Alongside this constant focus on the smaller parties’ policy goals, he counsels amity. “Negotiate hard but don’t go in with the mindset we had, which was basically that we were going in not as friends but as rivals...You’ve got to go in determined to be partners.”
I think Eamon Ryan and the leadership of the Greens understand most of this, but it will become harder to maintain that clear-eyed focus as events – Government and party – intrude, as they always do.
There were several examples in the past difficult week for the Green Party. The Minister for Equality and Children and Several Other Things Roderic O’Gorman found himself in the middle of an almighty storm over legislation which will secure (or seal, critics said) the archive of the Commission on Mother and Baby Homes.
It is possible to imagine O’Gorman guilty of many errors, but I find it hard to see him as a puppet of a coven of shadowy mother superiors, intent on hiding their past sins through a complex legal manoeuvre.
There have been – and perhaps still are – people in the broader State apparatus who are so disposed, but, as Patsy McGarry explained in a helpful op-ed in Thursday’s paper, there are good reasons for the rules about the sometimes incredibly sensitive information gathered by such inquiries.
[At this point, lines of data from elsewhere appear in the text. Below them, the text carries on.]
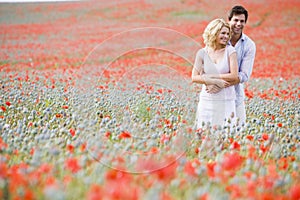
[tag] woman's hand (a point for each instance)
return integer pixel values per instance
(212, 89)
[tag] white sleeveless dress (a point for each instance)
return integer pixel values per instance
(216, 109)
People have been given legal guarantees of confidentiality, and these cannot be simply set aside.
Of course people have a right to their own stories, but it may take some time after the conclusion of the commission to work out how that is done. That is probably a discussion best not had on social media.
In any event, while the storm of the past week was an intense one, I don’t think it has any longer-term political significance for the Greens in government. Bear in mind the lesson of many recent elections and referendums here and elsewhere: your Twitter feed is not the country.
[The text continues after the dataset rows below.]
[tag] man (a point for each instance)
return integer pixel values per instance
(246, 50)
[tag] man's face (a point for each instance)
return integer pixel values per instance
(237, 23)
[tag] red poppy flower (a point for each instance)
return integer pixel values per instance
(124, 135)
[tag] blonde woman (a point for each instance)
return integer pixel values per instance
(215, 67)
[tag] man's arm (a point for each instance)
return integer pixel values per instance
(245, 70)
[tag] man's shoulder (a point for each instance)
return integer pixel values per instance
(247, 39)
The Greens will be judged on whether they achieve a small number of policy priorities that matter to their past and prospective voters: climate action, transport (especially cycling and walking), affordable housing for younger people, ending direct provision.
Greens tell me that Ryan tells his troops: “stick to the knitting”.
Another way of putting this: O’Gorman may turn out to be a failure as a Minister, but if he does it won’t be because of Mother and Baby Homes.
I think much the same applies to recent resignations from the Greens.
Last weekend the heads of the Young Greens and the Queer Greens left the party. They were followed by Cork councillor Lorna Bogue, who cited the Mother and Baby Homes as a tipping point which prompted her departure. “There’s just things that we won’t tolerate anymore,” she told another Irish Times podcast.
Bogue and her fellow refusniks are undoubtedly sincere. But it’s hard to discern a coherent and realistic alternative for the party anywhere among the minority in the Greens who opposed the coalition: we’d like to be in government without Fine Gael and Fianna Fáil and we’d like to be on the left-ish side of social media storms. Neither of these are ignoble desires. But they’re hardly a programme for political action.
In any event, that ship has sailed. The Greens made their choice. They now have to make the best of it.